Former US president Donald Trump at a campaign trail meeting on October 16 2023 in Adel, Iowa
Donald Trump was the first billionaire to become U.S. president AFP

More than 11% of the world's billionaires have already held or tried to get a formal political office. And the trend is for that to become more common, a new academic study says.

"The global billionaire class continues to swell, and, given the high rate of formal political participation among this class to date, there likely will be many more billionaire politicians in the coming years," Northwestern University professors Daniel Krcmaric, Stephen C. Nelson and Andrew Roberts say in an article published online by Cambridge University Press.

The authors analyzed political participation for the more than 2,000 people included in the Forbes Billionaires List. According to them, the 11% rate of participation is considered elevated.

"Even compared to other elite groups known for producing politicians from their ranks, this is a high rate of political participation," the study says.

Billionaires seek political positions by appointment or by running for office. They are focused on influential positions, mostly at the national level. And most of them lean to the right ideologically, according to the authors.

In the U.S., "there are 2.5 times more Republican Party-affiliated than Democratic Party-affiliated billionaire politicians," the article says.

The study mentions that former President Donald Trump quickly added other ultra-rich individuals to his cabinet after his election, including Betsy DeVos, Linda McMahon and Wilbur Ross.

Election Wins

Italian Prime Minister Silvio Berlusconi answers a journalist's questions during a news conference in Rome
Former Italian Prime Minister Silvio Berlusconi Reuters

The article says that direct involvement of the billionaires in politics is a global phenomenon. Before Trump became the first billionaire to ascend to the U.S. presidency, individual such as Andrej Babiš in the Czech Republic, Silvio Berlusconi in Italy, Bidzina Ivanishvili in Georgia, Najib Mikati in Lebanon, Sebastián Piñera in Chile, and Thaksin Shinawatra in Thailand also have held their country's top political positions.

The article points that billionaire politicians have "an impressive track record" when they run for office, winning 80% of the elections.

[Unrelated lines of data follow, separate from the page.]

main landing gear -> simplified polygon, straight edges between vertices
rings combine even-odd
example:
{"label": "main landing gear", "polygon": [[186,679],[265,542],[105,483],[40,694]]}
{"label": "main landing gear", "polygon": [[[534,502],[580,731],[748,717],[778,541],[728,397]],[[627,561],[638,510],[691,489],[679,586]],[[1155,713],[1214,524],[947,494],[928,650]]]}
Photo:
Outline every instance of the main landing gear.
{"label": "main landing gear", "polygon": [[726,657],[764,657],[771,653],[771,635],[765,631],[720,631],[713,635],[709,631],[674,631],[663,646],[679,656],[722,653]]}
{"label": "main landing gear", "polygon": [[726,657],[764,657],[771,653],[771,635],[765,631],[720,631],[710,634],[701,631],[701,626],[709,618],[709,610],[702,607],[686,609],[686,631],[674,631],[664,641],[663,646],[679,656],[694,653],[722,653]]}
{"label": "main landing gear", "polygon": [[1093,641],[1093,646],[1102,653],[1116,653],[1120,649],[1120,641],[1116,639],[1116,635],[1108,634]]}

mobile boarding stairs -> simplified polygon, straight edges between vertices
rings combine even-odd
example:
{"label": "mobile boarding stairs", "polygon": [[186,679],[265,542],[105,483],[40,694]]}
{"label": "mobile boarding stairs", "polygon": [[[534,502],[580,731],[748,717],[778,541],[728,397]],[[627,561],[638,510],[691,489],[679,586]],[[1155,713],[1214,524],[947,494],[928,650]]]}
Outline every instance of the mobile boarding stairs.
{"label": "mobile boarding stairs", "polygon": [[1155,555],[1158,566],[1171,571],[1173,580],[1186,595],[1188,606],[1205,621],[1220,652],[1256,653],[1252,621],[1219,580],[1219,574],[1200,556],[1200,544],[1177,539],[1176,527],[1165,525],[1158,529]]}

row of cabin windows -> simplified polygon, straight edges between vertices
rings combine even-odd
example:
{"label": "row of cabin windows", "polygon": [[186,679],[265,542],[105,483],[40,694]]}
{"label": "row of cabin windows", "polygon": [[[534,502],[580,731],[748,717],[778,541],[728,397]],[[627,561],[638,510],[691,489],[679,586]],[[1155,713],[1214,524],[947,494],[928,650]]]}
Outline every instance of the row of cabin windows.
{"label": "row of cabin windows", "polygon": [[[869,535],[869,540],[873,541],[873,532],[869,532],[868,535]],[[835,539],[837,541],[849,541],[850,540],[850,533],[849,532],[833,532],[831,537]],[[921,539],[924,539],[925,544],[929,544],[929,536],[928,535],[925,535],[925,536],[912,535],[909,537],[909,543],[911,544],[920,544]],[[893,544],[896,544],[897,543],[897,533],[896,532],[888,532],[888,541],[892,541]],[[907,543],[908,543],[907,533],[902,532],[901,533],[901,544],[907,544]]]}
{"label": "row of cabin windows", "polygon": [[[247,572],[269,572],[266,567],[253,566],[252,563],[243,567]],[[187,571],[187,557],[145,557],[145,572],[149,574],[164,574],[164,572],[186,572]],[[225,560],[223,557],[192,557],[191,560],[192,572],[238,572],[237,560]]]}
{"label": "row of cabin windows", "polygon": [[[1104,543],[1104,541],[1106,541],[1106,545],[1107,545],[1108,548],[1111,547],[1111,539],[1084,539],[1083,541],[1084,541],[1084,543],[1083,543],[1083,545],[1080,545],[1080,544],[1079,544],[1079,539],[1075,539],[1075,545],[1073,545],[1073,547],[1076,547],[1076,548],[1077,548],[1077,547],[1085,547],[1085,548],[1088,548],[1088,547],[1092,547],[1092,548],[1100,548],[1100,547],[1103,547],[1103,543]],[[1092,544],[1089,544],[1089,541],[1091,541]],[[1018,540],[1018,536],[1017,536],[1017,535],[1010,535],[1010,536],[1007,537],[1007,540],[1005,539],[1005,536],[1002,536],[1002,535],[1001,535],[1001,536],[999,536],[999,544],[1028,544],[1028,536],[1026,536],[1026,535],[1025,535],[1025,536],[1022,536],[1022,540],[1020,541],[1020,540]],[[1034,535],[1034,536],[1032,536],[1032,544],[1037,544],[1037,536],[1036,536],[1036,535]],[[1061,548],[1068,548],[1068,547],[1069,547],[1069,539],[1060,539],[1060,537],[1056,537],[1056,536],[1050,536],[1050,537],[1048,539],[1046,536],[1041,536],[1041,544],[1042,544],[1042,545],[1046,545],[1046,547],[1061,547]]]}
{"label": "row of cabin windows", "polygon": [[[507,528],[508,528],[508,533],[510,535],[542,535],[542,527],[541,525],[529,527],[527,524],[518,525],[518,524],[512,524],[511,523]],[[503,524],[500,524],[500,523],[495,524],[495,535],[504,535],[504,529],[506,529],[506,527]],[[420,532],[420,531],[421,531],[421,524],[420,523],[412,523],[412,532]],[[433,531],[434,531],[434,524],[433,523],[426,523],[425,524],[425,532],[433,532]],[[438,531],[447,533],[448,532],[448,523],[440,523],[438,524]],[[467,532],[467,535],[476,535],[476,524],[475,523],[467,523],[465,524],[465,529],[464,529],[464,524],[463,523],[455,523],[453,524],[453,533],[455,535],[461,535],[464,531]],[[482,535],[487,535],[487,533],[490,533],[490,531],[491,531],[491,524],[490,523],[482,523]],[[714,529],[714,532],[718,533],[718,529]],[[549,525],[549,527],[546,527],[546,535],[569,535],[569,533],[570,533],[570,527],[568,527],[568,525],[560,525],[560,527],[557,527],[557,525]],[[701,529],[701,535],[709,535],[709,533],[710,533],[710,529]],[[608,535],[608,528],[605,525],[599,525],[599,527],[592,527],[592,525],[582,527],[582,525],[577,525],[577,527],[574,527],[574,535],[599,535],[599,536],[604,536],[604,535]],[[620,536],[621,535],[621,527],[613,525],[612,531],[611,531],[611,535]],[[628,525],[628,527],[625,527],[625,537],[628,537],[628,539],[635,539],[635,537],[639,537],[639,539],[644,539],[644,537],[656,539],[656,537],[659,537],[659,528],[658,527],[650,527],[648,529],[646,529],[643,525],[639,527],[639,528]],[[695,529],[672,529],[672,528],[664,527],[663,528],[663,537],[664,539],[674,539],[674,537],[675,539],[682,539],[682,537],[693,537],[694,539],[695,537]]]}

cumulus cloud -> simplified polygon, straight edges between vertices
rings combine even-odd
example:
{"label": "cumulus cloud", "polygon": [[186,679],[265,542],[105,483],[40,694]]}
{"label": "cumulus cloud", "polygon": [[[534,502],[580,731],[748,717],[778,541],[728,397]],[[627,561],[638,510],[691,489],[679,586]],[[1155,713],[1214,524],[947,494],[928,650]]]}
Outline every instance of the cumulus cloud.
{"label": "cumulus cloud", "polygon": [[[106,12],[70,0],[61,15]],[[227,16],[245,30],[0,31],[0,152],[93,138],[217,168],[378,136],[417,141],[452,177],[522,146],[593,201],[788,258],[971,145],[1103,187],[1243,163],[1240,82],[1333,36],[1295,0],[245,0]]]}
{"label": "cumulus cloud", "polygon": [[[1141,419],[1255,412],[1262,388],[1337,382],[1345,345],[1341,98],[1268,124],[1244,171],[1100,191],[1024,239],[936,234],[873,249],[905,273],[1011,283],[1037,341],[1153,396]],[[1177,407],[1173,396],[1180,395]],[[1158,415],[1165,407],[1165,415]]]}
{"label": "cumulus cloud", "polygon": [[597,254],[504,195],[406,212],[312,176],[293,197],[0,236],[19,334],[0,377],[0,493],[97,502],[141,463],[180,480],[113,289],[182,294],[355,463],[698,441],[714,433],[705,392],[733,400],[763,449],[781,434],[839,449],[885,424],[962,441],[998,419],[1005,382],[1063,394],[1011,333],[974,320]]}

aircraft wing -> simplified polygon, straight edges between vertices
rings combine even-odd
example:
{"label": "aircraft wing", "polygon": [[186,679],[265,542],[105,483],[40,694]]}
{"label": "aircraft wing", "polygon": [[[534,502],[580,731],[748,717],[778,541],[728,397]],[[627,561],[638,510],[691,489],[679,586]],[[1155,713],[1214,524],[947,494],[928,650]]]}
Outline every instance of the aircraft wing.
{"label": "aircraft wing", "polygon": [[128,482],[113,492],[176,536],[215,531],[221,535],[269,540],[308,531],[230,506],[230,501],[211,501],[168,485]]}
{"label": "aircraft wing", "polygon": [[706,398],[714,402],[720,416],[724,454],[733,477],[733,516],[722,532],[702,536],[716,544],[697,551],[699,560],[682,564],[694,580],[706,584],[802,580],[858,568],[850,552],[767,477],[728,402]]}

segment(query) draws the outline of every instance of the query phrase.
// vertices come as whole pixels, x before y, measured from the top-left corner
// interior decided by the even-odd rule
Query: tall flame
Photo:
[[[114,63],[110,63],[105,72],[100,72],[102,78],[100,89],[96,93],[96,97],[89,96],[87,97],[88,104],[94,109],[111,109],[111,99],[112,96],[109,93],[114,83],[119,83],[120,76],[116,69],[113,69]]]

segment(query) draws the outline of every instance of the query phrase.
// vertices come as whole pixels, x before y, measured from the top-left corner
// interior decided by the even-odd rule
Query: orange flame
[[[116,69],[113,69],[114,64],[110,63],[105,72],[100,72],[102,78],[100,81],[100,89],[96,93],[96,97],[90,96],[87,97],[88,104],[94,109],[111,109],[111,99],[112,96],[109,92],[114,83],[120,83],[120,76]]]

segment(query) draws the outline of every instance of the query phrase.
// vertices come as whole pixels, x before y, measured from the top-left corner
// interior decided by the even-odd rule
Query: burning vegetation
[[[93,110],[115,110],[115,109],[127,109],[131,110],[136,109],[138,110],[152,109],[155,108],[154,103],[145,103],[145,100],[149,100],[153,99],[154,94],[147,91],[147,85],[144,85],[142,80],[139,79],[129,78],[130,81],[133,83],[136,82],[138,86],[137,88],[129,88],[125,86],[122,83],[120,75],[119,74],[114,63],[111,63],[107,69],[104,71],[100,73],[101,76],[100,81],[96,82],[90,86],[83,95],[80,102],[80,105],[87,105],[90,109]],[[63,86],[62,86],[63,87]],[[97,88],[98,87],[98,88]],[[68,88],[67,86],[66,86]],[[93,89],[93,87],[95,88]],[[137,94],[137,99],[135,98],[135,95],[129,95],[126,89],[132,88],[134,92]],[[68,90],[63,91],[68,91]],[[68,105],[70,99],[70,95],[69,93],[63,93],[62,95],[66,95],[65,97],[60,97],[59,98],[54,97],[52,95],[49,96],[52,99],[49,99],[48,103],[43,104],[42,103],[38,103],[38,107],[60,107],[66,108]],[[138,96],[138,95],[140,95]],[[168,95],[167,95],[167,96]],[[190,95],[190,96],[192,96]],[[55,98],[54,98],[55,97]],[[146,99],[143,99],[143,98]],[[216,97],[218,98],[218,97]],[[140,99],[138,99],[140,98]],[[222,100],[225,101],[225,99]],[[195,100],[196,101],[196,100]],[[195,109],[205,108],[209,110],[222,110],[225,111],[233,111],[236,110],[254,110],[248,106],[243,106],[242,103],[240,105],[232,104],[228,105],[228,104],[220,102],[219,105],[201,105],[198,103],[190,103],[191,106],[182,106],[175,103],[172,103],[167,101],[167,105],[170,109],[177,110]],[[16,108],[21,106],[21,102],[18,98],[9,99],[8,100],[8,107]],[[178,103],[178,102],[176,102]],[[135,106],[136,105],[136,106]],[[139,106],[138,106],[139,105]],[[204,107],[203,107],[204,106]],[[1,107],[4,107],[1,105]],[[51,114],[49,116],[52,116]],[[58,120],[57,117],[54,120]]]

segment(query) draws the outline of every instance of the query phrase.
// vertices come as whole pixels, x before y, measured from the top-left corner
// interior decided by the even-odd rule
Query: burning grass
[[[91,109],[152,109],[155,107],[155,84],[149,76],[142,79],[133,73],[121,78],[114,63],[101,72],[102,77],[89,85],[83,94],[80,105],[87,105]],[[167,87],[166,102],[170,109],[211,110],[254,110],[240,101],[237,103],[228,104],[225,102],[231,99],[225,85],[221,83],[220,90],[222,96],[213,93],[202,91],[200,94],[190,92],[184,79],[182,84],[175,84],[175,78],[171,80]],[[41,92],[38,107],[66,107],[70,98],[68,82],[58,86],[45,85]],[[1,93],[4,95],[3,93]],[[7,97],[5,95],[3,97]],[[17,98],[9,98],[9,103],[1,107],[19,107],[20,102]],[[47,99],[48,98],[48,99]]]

They have as advantages the "enormous sums of personal wealth to fund expensive campaigns," the fact that many of them own media companies to be at their service, and also, for being rich, they can run whenever and wherever they want.

Former New York City Mayor and billionaire Mike Bloomberg spent more than $1 billion of his own money on a roughly 100-day presidential run in 2020, according to a Federal Election Commission filing.

The number of billionaires in politics is related to the regime type and tends to be higher in autocracies than in democracies, the study says. In the U.S., the rate of political entry for billionaires is 3.7%, well below the 11% average. That rate is at 36% for China, 31% in Hong Kong and 21% in Russia.

In their conclusion, the authors say that there are good reasons to see billionaire politicians as a concern, but remind that billionaires do not need to pursue formal office to impose their political preferences.